In regular expressions, periods have special meaning. A period means any character may be matched in that spot. If, on the other hand, you wanted to match a literal period, then you would escape it with a backslash.

We now know that a period will match any character. The question mark has special meaning also. It means match the thing before it 0 or 1 times – that is, the thing before it is optional. So the pattern .? means “optionally match any character.” This is a trick to ensure that the pattern will always match. In this case, this was done because the real conditions to test were done in the preceding RewriteCond line.

In the first set of rules, the condition is checking if the domain is not www.callput.com.au, and in the second set of rules the condition is checking if the domain is exactly callput.com.au (though the second condition needs an end-of-string anchor and to escape the periods). This difference means that the first condition will match any subdomain: abc.callput.com.au, yadayada.callput.com.au, etc, or just callput.com.au, and replace it with www.callput.com.au. Whereas the second condition will match only callput.com.au and replace it with www.callput.com.au. In this case, neither is inherently better. It depends on which behavior you want.

The next difference, which is less important, is how they get the URL path to create the new, resulting URL. The first set of rules uses an existing variable: %{REQUEST_URI}. The second set of rules captures (that’s what the parentheses do) the URL that the rewrite rule is operating on, and uses that captured value in the replacement URL (that’s the $1 variable). It’s very rare that either way will produce a different result.

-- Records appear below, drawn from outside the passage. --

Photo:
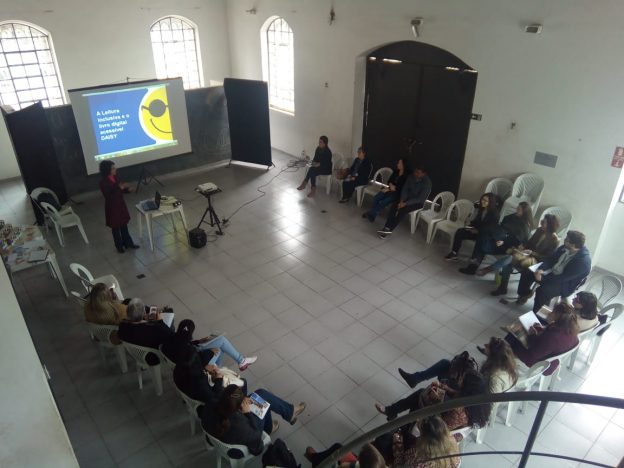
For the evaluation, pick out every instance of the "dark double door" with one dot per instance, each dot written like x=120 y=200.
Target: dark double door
x=418 y=105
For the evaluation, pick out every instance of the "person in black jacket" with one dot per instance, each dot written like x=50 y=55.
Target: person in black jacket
x=150 y=332
x=511 y=232
x=413 y=196
x=387 y=196
x=358 y=175
x=484 y=218
x=321 y=165
x=559 y=275
x=230 y=419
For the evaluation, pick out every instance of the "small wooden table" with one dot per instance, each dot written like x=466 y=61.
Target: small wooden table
x=16 y=256
x=149 y=215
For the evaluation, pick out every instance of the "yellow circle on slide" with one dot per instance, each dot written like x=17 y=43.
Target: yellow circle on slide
x=154 y=112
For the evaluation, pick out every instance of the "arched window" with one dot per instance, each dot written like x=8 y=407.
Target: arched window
x=278 y=65
x=176 y=50
x=28 y=69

The second set of rules can produce a different result if there were any preceding rewrite rules that already altered the URL, and it may or may not be desirable to retain those alterations. In this case, the capturing used in the second set seems to be the prevailing choice among most developers, and it’s also how the Apache documentation shows it being done.

You will almost always want to use [L] with any rewrite rule that performs a redirection.

Eventually, consider reading through the Apache documentation. It’s the most definitive and comprehensive source of information you’ll ever find on this subject.